A él le gustaba empezar así , de pie, frente a frente, metiendo las dos manos bajo su jersey y acariciándole los senos con la avidez de un adolescente. Ella se quejaba porque siempre tenía que quitarse el sujetador sacando las tiras por las mangas. Arrugaba el ceño haciendo un mohín delicioso y arrastraba las palabras queriendo aparentar un enfado que en realidad no sentía.-Es que no me queda uno que no haya dado ya de sí, y este es nuevo.
Se revolvía traviesa.

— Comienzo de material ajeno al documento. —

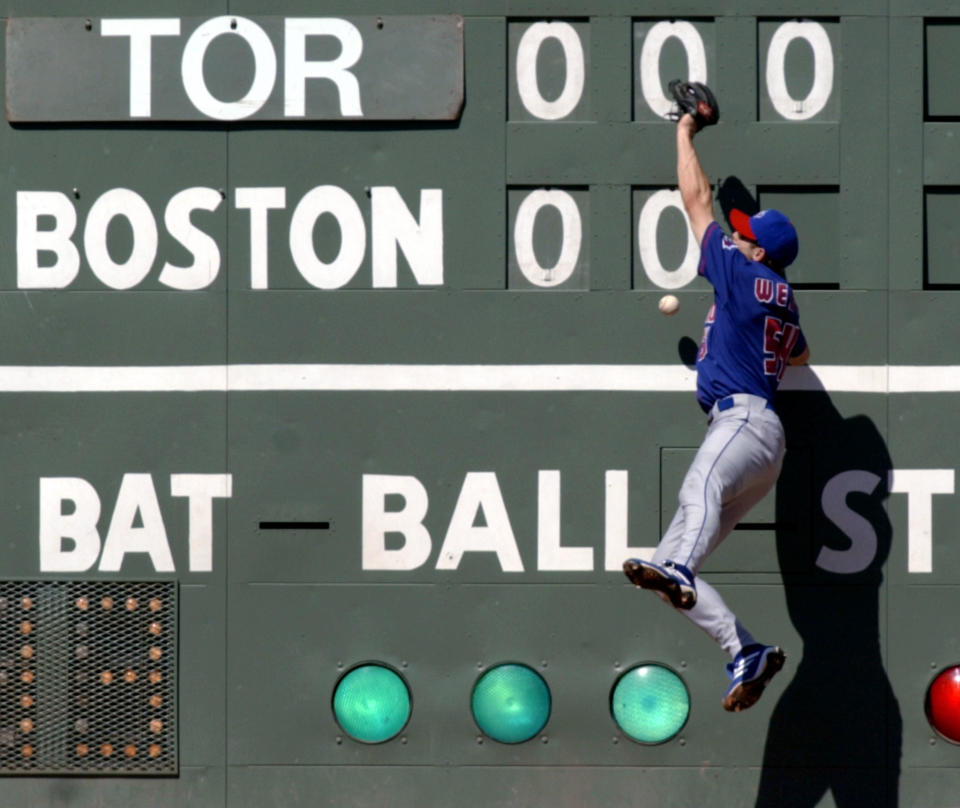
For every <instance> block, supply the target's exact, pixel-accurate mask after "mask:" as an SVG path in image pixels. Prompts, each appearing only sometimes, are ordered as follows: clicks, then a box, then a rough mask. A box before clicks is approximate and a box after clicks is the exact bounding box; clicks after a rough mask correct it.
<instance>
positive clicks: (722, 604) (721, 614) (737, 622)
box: [683, 577, 754, 659]
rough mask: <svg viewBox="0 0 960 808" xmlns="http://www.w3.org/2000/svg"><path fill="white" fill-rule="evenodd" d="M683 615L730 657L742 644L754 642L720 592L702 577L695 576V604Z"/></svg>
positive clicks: (732, 656)
mask: <svg viewBox="0 0 960 808" xmlns="http://www.w3.org/2000/svg"><path fill="white" fill-rule="evenodd" d="M683 615H684V617H686V618H688V619H689V620H690V622H692V623H693V624H694V625H695V626H696V627H697V628H699V629H701V630H702V631H704V632H706V634H707V635H708V636H709V637H710V638H711V639H713V641H714V642H716V643H717V645H719V646H720V647H721V648H723V650H724V651H726V652H727V654H729V655H730V658H731V659H733V658H734V657H735V656H736V655H737V653H739V651H740V649H741V648H742V647H743V646H744V645H749V644H750V643H752V642H754V639H753V636H752V635H751V634H750V633H749V632H748V631H747V630H746V629H745V628H744V627H743V626H742V625H741V624H740V622H739V621H738V620H737V616H736V615H735V614H734V613H733V611H732V610H731V609H730V607H729V606H727V604H726V603H725V602H724V600H723V598H722V597H720V593H719V592H717V590H716V589H714V588H713V587H712V586H711V585H710V583H709V582H708V581H705V580H704V579H703V578H700V577H698V578H697V603H696V605H695V606H694V607H693V608H692V609H690V610H689V611H685V612H684V613H683Z"/></svg>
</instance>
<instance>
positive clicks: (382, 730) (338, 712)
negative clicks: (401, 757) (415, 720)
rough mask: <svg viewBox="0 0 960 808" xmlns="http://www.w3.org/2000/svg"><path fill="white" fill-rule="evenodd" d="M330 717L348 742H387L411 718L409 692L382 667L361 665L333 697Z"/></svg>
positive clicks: (396, 674) (395, 674) (339, 686)
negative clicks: (339, 725)
mask: <svg viewBox="0 0 960 808" xmlns="http://www.w3.org/2000/svg"><path fill="white" fill-rule="evenodd" d="M333 714H334V716H336V719H337V723H338V724H339V725H340V726H341V727H342V728H343V731H344V732H346V733H347V735H349V736H350V737H351V738H354V739H355V740H358V741H363V742H364V743H382V742H383V741H389V740H390V739H391V738H392V737H394V736H395V735H396V734H397V733H399V732H400V730H402V729H403V728H404V726H405V725H406V723H407V719H408V718H410V691H409V690H407V685H406V683H405V682H404V681H403V679H401V678H400V676H399V675H398V674H396V673H395V672H394V671H392V670H391V669H390V668H387V667H384V666H383V665H374V664H370V665H361V666H360V667H358V668H354V669H353V670H352V671H350V672H349V673H348V674H347V675H346V676H344V677H343V678H342V679H341V680H340V682H339V684H337V689H336V690H335V691H334V693H333Z"/></svg>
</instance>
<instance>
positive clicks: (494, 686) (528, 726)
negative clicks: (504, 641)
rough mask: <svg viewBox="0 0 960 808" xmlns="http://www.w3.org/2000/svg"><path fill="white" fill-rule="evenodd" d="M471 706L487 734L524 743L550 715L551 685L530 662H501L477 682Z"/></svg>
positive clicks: (537, 732) (536, 731)
mask: <svg viewBox="0 0 960 808" xmlns="http://www.w3.org/2000/svg"><path fill="white" fill-rule="evenodd" d="M471 706H472V708H473V720H474V721H476V722H477V726H478V727H480V730H481V731H482V732H483V733H484V734H485V735H488V736H489V737H491V738H493V740H495V741H500V742H501V743H523V742H524V741H529V740H530V739H531V738H532V737H534V736H535V735H536V734H537V733H538V732H540V730H542V729H543V727H544V726H545V725H546V723H547V719H548V718H549V717H550V688H548V687H547V683H546V682H544V681H543V678H542V677H541V676H540V674H538V673H537V672H536V671H534V670H532V669H530V668H528V667H527V666H526V665H514V664H505V665H497V666H496V667H495V668H491V669H490V670H488V671H487V672H486V673H485V674H483V676H481V677H480V679H479V680H478V681H477V684H476V685H475V686H474V688H473V698H472V699H471Z"/></svg>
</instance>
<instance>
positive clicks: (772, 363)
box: [763, 317, 800, 381]
mask: <svg viewBox="0 0 960 808" xmlns="http://www.w3.org/2000/svg"><path fill="white" fill-rule="evenodd" d="M799 338H800V329H799V328H798V327H797V326H795V325H793V323H785V322H783V320H780V319H779V318H777V317H767V319H766V321H765V322H764V324H763V372H764V373H765V374H767V376H776V377H777V381H780V380H781V379H782V378H783V372H784V371H785V370H786V369H787V364H788V363H789V360H790V354H791V353H793V349H794V347H796V344H797V340H798V339H799Z"/></svg>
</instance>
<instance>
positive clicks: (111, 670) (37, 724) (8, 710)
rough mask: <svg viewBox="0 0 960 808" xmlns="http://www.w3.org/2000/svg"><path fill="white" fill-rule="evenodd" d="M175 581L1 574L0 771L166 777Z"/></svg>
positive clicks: (173, 691) (172, 769)
mask: <svg viewBox="0 0 960 808" xmlns="http://www.w3.org/2000/svg"><path fill="white" fill-rule="evenodd" d="M176 621H177V589H176V583H175V582H152V583H129V582H127V583H125V582H120V581H0V774H122V775H131V774H176V773H177V744H176V740H177V733H176V698H175V697H176V692H177V691H176V648H177V641H176V640H177V624H176Z"/></svg>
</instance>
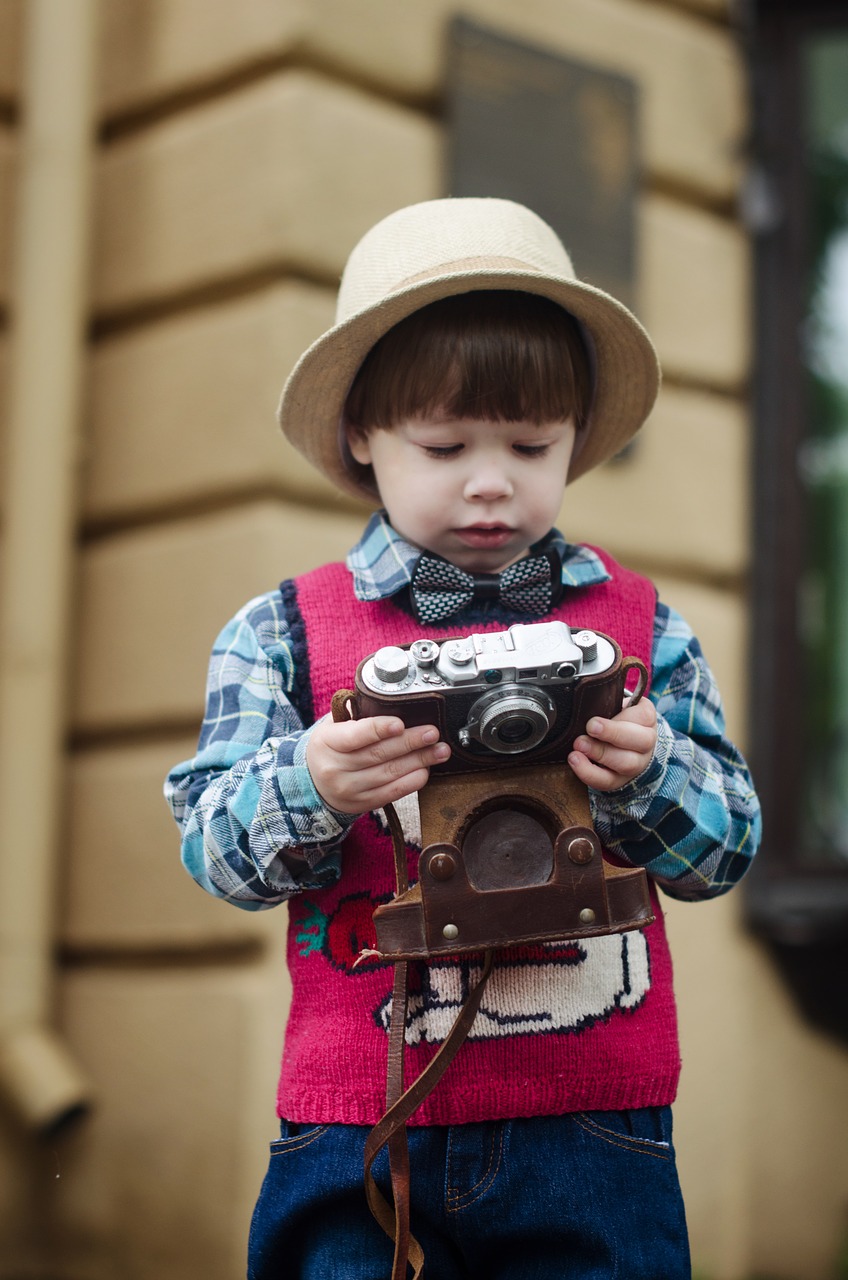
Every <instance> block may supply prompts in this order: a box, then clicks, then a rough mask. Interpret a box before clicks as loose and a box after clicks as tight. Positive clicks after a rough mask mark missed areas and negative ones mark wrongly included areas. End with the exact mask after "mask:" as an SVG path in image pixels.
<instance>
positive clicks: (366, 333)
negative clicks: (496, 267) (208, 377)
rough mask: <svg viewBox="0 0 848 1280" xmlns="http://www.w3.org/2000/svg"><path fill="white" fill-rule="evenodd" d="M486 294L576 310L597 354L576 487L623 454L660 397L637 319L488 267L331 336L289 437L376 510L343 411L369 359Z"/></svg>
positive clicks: (548, 283) (302, 380)
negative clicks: (524, 300) (362, 478)
mask: <svg viewBox="0 0 848 1280" xmlns="http://www.w3.org/2000/svg"><path fill="white" fill-rule="evenodd" d="M479 289H516V291H520V292H524V293H538V294H542V296H543V297H546V298H550V300H551V301H553V302H557V303H560V306H562V307H565V310H566V311H570V312H571V315H573V316H575V317H576V319H578V320H579V321H580V324H582V325H583V328H584V330H585V333H587V335H588V338H589V342H591V346H592V352H591V358H592V367H593V383H594V388H593V399H592V407H591V412H589V421H588V425H587V428H585V430H584V433H583V435H584V438H583V440H582V442H580V447H579V451H578V452H575V456H574V458H573V461H571V467H570V471H569V483H571V481H573V480H576V479H578V477H579V476H582V475H584V474H585V472H587V471H591V470H592V468H593V467H596V466H598V465H599V463H601V462H605V461H606V460H607V458H611V457H614V456H615V454H616V453H619V452H620V451H621V449H623V448H624V445H625V444H626V443H628V440H630V439H632V438H633V436H634V435H635V433H637V431H638V430H639V428H640V426H642V424H643V422H644V420H646V417H647V416H648V413H649V412H651V408H652V406H653V402H655V399H656V397H657V392H658V389H660V376H661V375H660V365H658V361H657V356H656V352H655V349H653V344H652V342H651V339H649V337H648V334H647V333H646V330H644V329H643V328H642V325H640V324H639V321H638V320H637V319H635V316H634V315H633V314H632V312H630V311H628V308H626V307H625V306H623V305H621V303H620V302H617V301H616V300H615V298H614V297H611V296H610V294H608V293H605V292H603V291H601V289H597V288H594V287H593V285H591V284H585V283H584V282H582V280H575V279H566V278H557V276H551V275H548V274H542V273H541V271H534V270H533V269H530V268H528V269H516V268H512V266H510V268H505V266H497V268H494V266H493V268H488V269H487V268H480V266H475V268H473V269H469V270H457V269H456V268H455V266H452V268H451V270H450V271H442V273H439V274H434V275H428V276H427V278H420V279H418V280H412V282H407V283H405V284H404V285H401V287H400V288H397V289H396V291H395V292H393V293H389V294H387V296H384V297H382V298H380V301H379V302H378V303H375V305H374V306H371V307H368V308H364V310H361V311H359V312H357V314H356V315H354V316H351V317H350V319H348V320H345V321H342V323H341V324H337V325H334V326H333V328H332V329H328V330H327V333H324V334H323V335H322V337H320V338H319V339H318V340H316V342H314V343H313V346H311V347H309V348H307V349H306V351H305V352H304V355H302V356H301V358H300V360H298V362H297V365H296V366H295V369H293V370H292V372H291V376H289V378H288V381H287V383H286V387H284V388H283V394H282V397H281V402H279V410H278V420H279V425H281V428H282V429H283V433H284V434H286V436H287V438H288V439H289V440H291V443H292V444H293V445H295V448H297V449H298V451H300V452H301V453H302V454H304V456H305V457H306V458H307V460H309V461H310V462H311V463H313V466H315V467H318V470H319V471H323V472H324V475H327V476H329V479H330V480H333V483H334V484H337V485H338V486H339V489H342V490H343V492H346V493H350V494H352V495H354V497H356V498H364V499H365V500H366V502H369V503H371V504H374V503H375V500H377V498H375V494H374V493H373V492H371V490H370V489H368V488H366V486H365V485H364V484H363V483H361V481H360V480H359V479H357V476H356V475H355V474H354V472H352V471H350V470H348V468H347V466H346V463H345V454H343V440H342V438H341V433H342V411H343V408H345V401H346V399H347V393H348V390H350V388H351V384H352V381H354V378H355V376H356V371H357V370H359V367H360V365H361V364H363V361H364V360H365V356H366V355H368V352H369V351H370V349H371V347H373V346H374V343H377V342H378V340H379V339H380V338H382V337H383V334H384V333H387V332H388V330H389V329H391V328H392V326H393V325H396V324H398V323H400V321H401V320H404V319H406V316H409V315H411V314H412V312H414V311H418V310H419V308H420V307H425V306H427V305H428V303H430V302H437V301H438V300H439V298H444V297H452V296H453V294H457V293H470V292H474V291H479Z"/></svg>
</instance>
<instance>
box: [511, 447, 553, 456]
mask: <svg viewBox="0 0 848 1280" xmlns="http://www.w3.org/2000/svg"><path fill="white" fill-rule="evenodd" d="M512 448H514V449H515V452H516V453H520V454H521V457H523V458H543V457H544V454H546V453H547V452H548V449H550V448H551V445H550V444H514V445H512Z"/></svg>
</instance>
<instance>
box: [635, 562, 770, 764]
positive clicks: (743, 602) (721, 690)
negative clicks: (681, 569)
mask: <svg viewBox="0 0 848 1280" xmlns="http://www.w3.org/2000/svg"><path fill="white" fill-rule="evenodd" d="M652 576H653V580H655V581H656V584H657V590H658V593H660V599H661V600H662V602H664V603H665V604H669V605H671V608H674V609H676V611H678V613H680V614H683V617H684V618H685V620H687V622H688V623H689V626H690V627H692V630H693V631H694V634H696V636H697V637H698V640H699V641H701V648H702V649H703V652H705V655H706V658H707V662H708V663H710V667H711V669H712V673H713V676H715V677H716V681H717V684H719V689H720V690H721V699H722V703H724V710H725V717H726V721H728V733H729V735H730V737H731V740H733V741H734V742H737V745H738V746H739V748H740V749H742V750H743V751H744V750H746V741H747V724H748V695H749V687H751V681H749V676H748V669H749V667H748V636H749V622H751V620H749V612H748V604H747V600H746V598H744V596H743V595H742V594H740V593H735V591H725V590H719V589H716V588H712V586H706V585H703V584H699V582H694V581H687V580H684V579H680V577H673V576H671V575H669V573H655V575H652Z"/></svg>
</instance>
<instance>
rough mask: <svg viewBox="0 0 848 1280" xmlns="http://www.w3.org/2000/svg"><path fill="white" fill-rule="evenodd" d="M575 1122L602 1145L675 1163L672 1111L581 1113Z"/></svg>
mask: <svg viewBox="0 0 848 1280" xmlns="http://www.w3.org/2000/svg"><path fill="white" fill-rule="evenodd" d="M574 1120H575V1121H576V1124H579V1125H580V1128H582V1129H583V1130H584V1132H585V1133H588V1134H591V1135H593V1137H596V1138H597V1139H598V1140H601V1142H607V1143H610V1144H611V1146H615V1147H623V1148H625V1149H628V1151H634V1152H643V1153H644V1155H646V1156H656V1157H658V1158H660V1160H674V1148H673V1146H671V1108H670V1107H634V1108H632V1110H626V1111H578V1112H575V1115H574Z"/></svg>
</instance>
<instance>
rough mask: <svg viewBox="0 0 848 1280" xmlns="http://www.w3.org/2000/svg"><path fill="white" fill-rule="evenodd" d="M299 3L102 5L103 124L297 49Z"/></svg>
mask: <svg viewBox="0 0 848 1280" xmlns="http://www.w3.org/2000/svg"><path fill="white" fill-rule="evenodd" d="M302 9H304V5H302V3H301V0H240V4H237V5H231V4H209V3H208V0H109V3H108V4H104V5H101V6H100V61H99V73H100V74H99V84H97V101H99V106H100V110H101V111H102V113H104V114H105V115H106V116H111V115H115V114H122V113H124V111H127V110H133V109H137V108H138V106H140V105H142V104H145V102H149V101H155V100H156V99H163V97H164V99H168V97H175V96H181V95H186V93H191V92H192V91H197V90H199V88H202V87H204V86H205V84H208V83H214V82H215V81H216V79H220V78H227V77H229V76H232V74H233V72H234V69H236V68H243V67H250V65H252V64H256V63H257V61H263V60H266V59H269V58H273V56H277V58H279V56H282V55H283V54H287V52H291V51H292V50H295V49H296V47H297V44H298V40H300V37H301V29H302V23H304V15H302Z"/></svg>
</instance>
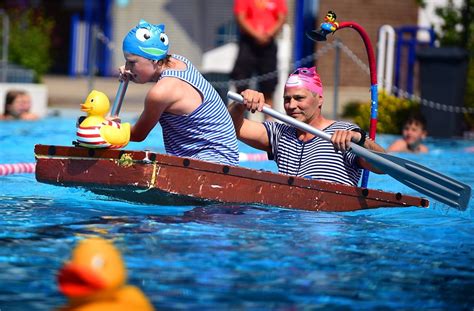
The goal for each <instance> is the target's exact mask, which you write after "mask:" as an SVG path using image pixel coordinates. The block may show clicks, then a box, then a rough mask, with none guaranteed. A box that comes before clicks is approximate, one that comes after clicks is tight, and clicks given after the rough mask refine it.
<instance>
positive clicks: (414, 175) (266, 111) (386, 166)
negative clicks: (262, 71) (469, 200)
mask: <svg viewBox="0 0 474 311" xmlns="http://www.w3.org/2000/svg"><path fill="white" fill-rule="evenodd" d="M227 97H228V98H229V99H231V100H234V101H236V102H238V103H243V101H244V99H243V97H242V96H241V95H240V94H237V93H234V92H228V93H227ZM262 112H263V113H265V114H268V115H269V116H272V117H273V118H275V119H277V120H280V121H282V122H285V123H287V124H289V125H292V126H294V127H296V128H298V129H300V130H302V131H305V132H308V133H311V134H313V135H315V136H318V137H320V138H322V139H324V140H327V141H331V136H330V135H329V134H327V133H325V132H323V131H321V130H318V129H316V128H314V127H312V126H310V125H308V124H306V123H303V122H301V121H298V120H296V119H294V118H292V117H290V116H288V115H285V114H282V113H279V112H278V111H275V110H273V109H271V108H269V107H265V106H264V107H263V110H262ZM350 147H351V151H352V152H354V153H355V154H357V155H358V156H360V157H363V158H364V159H365V160H366V161H368V162H369V163H371V164H372V165H373V166H374V167H376V168H378V169H379V170H381V171H382V172H384V173H385V174H388V175H390V176H392V177H393V178H395V179H396V180H398V181H399V182H401V183H403V184H405V185H407V186H408V187H410V188H412V189H414V190H417V191H419V192H421V193H423V194H425V195H427V196H429V197H431V198H433V199H436V200H438V201H440V202H442V203H445V204H447V205H449V206H452V207H454V208H456V209H459V210H461V211H464V210H466V208H467V206H468V204H469V199H470V197H471V187H470V186H469V185H467V184H464V183H461V182H459V181H456V180H454V179H453V178H450V177H448V176H445V175H443V174H440V173H438V172H435V171H433V170H431V169H429V168H426V167H424V166H422V165H420V164H417V163H415V162H413V161H409V160H406V159H402V158H398V157H395V156H393V155H389V154H386V153H380V152H375V151H371V150H367V149H365V148H363V147H361V146H359V145H356V144H354V143H352V144H351V145H350Z"/></svg>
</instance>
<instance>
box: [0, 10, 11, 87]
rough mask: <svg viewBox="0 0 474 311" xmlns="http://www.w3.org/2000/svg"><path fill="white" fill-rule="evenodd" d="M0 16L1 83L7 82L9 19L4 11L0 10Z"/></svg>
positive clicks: (9, 20) (9, 31) (9, 28)
mask: <svg viewBox="0 0 474 311" xmlns="http://www.w3.org/2000/svg"><path fill="white" fill-rule="evenodd" d="M0 15H1V16H2V24H3V31H2V64H1V68H2V75H1V80H0V81H1V82H7V79H8V41H9V38H10V19H9V18H8V15H7V13H6V12H5V10H3V9H0Z"/></svg>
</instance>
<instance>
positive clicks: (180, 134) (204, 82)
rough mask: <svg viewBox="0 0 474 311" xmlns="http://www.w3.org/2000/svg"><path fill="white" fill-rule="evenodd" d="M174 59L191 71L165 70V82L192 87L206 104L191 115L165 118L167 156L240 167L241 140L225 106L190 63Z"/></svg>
mask: <svg viewBox="0 0 474 311" xmlns="http://www.w3.org/2000/svg"><path fill="white" fill-rule="evenodd" d="M173 58H176V59H178V60H181V61H183V62H184V63H186V65H187V69H186V70H172V69H168V70H165V71H163V73H162V74H161V78H164V77H174V78H178V79H181V80H183V81H185V82H187V83H189V84H191V85H192V86H193V87H194V88H196V89H197V90H198V91H199V92H200V93H201V94H202V96H203V102H202V103H201V105H200V106H199V107H198V108H197V109H196V110H194V111H193V112H192V113H191V114H189V115H181V116H180V115H175V114H171V113H166V112H165V113H163V114H162V115H161V118H160V124H161V127H162V128H163V139H164V143H165V149H166V152H167V153H170V154H173V155H176V156H180V157H191V158H197V159H200V160H204V161H210V162H216V163H220V164H228V165H238V163H239V150H238V147H237V136H236V134H235V129H234V125H233V123H232V119H231V117H230V114H229V112H228V111H227V108H226V106H225V104H224V102H223V101H222V99H221V98H220V96H219V94H218V93H217V91H216V90H215V89H214V88H213V87H212V85H211V84H210V83H209V82H208V81H207V80H206V79H204V77H203V76H202V75H201V73H200V72H199V71H198V70H197V69H196V68H195V67H194V66H193V65H192V64H191V62H190V61H189V60H187V59H186V58H184V57H183V56H180V55H173ZM161 78H160V79H161Z"/></svg>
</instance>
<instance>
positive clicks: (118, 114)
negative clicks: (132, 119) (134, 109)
mask: <svg viewBox="0 0 474 311" xmlns="http://www.w3.org/2000/svg"><path fill="white" fill-rule="evenodd" d="M127 86H128V79H125V80H121V81H120V84H119V88H118V90H117V95H115V100H114V104H113V105H112V109H110V116H111V117H118V115H119V113H120V109H121V108H122V102H123V98H124V96H125V92H126V91H127Z"/></svg>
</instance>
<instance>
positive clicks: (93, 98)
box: [76, 90, 130, 148]
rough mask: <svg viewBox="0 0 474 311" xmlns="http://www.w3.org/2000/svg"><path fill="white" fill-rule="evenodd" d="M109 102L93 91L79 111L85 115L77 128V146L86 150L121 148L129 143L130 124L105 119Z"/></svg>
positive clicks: (105, 95) (104, 97)
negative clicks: (101, 148) (91, 149)
mask: <svg viewBox="0 0 474 311" xmlns="http://www.w3.org/2000/svg"><path fill="white" fill-rule="evenodd" d="M109 109H110V102H109V99H108V97H107V95H105V94H104V93H102V92H99V91H96V90H93V91H92V92H90V93H89V96H87V98H86V101H85V102H84V104H82V105H81V110H82V111H84V112H86V113H87V117H85V118H84V119H83V120H82V121H81V123H80V124H79V126H78V127H77V133H76V135H77V145H79V146H82V147H87V148H122V147H125V146H126V145H127V144H128V142H129V141H130V123H118V122H115V121H109V120H106V119H105V115H106V114H107V112H108V111H109Z"/></svg>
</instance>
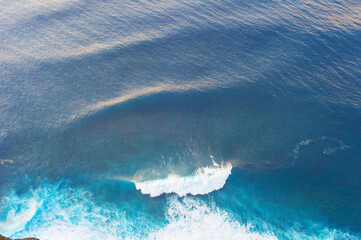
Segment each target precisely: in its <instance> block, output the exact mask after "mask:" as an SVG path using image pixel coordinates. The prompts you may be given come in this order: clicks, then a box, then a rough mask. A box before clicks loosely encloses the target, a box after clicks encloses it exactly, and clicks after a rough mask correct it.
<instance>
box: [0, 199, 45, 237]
mask: <svg viewBox="0 0 361 240" xmlns="http://www.w3.org/2000/svg"><path fill="white" fill-rule="evenodd" d="M37 206H38V204H37V203H36V202H35V201H30V202H29V204H28V208H27V209H25V210H23V211H21V212H20V213H18V214H15V213H14V212H10V213H9V214H8V215H9V216H8V219H7V220H5V221H3V222H0V233H1V234H3V235H7V236H11V235H12V234H14V233H16V232H18V231H20V230H22V229H23V228H24V227H25V225H26V224H27V223H28V222H29V221H30V220H31V219H32V218H33V217H34V215H35V213H36V210H37Z"/></svg>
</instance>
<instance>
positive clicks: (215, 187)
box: [135, 163, 232, 197]
mask: <svg viewBox="0 0 361 240" xmlns="http://www.w3.org/2000/svg"><path fill="white" fill-rule="evenodd" d="M231 170H232V165H231V164H230V163H226V164H221V165H218V164H216V163H213V166H211V167H204V168H199V169H197V170H196V171H195V173H194V175H192V176H186V177H180V176H174V175H172V176H169V177H168V178H163V179H157V180H150V181H144V182H135V186H136V188H137V190H140V191H141V192H142V193H143V194H149V195H150V196H151V197H157V196H160V195H162V194H164V193H176V194H178V195H179V196H180V197H183V196H185V195H187V194H191V195H204V194H207V193H210V192H213V191H216V190H219V189H221V188H223V186H224V184H225V183H226V180H227V179H228V176H229V175H231Z"/></svg>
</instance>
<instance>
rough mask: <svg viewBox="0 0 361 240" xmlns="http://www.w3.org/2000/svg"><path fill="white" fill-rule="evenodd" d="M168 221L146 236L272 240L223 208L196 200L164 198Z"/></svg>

Trataba de zafarse jugando a escaparse, pero al final tildándole de perverso ella siempre cedía y con una sola carcajada le llenaba la boca de risa en verso.
Era él quien la pedía que se quitara el sujetador con el jersey puesto.Le excitaba la destreza con la que movía sus dedos en la espalda al desabrocharse las presillas de la prenda. Mirarla hacer eso era todo un ritual que al instante se la ponía dura. Cuando ella introducía su mano por la manga para extraer la primera de las tiras, el mitón del bajo de su jersey subía, y la piel oscura de su abdomen quedaba al descubierto. Su entrepierna sentía la primera punzada de placer incontrolado. Ella pegaba su negra pelvis de terciopelo a su abultada bragueta. Se frotaba divertida bajándole la cremallera de un suave tirón recto. Todo en ella era así, sencillamente perfecto. De su terso abdomen nacían todas las parafilias. En esa escueta porción de piel descubierta podían haberse escrito todos los mandamientos y todas las biblias.
El paraíso comenzaba en esa fina, oscura e infinita línea de piel. El aprendiz de poeta solía tener miedo. Miedo del día, de la noche, de la muerte y de la vida. Recordaba que su Nani le enseñó a recitar aquel primer párrafo de Juan Ramón Jiménez que calmaba su eterna ansiedad. Esa conocida letanía regresaba del recuerdo con la cadencia de un mantra que desde antiguo era capaz de calmar sus terrores infantiles. Platero volvía del pasado excitándose al tocarla. A su lado el peligro se tornaba seguro y lo blando se volvía “cristal duro”.
El verdadero poema eran sus senos. No eran pequeños, ni peludos. Eran suaves, “tan blandos por fuera” que mientras sus trémulas manos los acariciaban no podía dejar de recitar “Platero y ella”.
Era “tierna y mimosa igual que una niña”. Su pecho de algodón caliente formaba dos colinas de lava azabache e hirviente. Tocarla era aceptar al hacerlo abrasarse las yemas de los dedos.
Así era ella, un poema en ligueros.
Se dejaba llevar por esa locura y por un instante desaparecía su temor a caer desde la altura. Al penetrarla se le iba el miedo. Creía amarla. -Te quiero. Era entonces cuando él se convertía en un verdadero poeta y ella salvada de la quema transformada en poema , consentía .Y se reía. A carcajadas …( eso si, llenas de poesía). -Aprieta hombre aprieta, chico dame un poco de caña, joder, déjate de remilgos y de tanto querer…¿No ves que no me voy a romper?. Apriétame , ¿es que no sabes hacerme el amor y follarme a la vez?.
La quería, de verdad que la quería. Ella lo sabía y así la valía. Se empapaba de él, se lo bebía. Acababa toda sudada. Se desnudaba y aunque no sabía nadar, nadaba. Durante una hora jugaban a eso, a todo y a nada. Le gustaba retarle excitada sosteniéndole la verga con la mirada.
-Quédate , susurraba el poeta a la musa de la ruleta rusa.
-Venga hombre, no jodas, que sabes que te cobro por horas…
Cuando ella se iba a ir, solía volver el miedo. Así era ella , capaz de anclarle al suelo. Se quedaba abatido cuando después del orgasmo sentía desacompasarse sus latidos. - Pero si ya lo sabes…no ha nacido hombre que ate a este corazón de chocolate…
La musa se vestía en silencio mientras recogía los límites de su propio abismo, y él ni siquiera sospechaba que acababan de salvarse de sí mismos.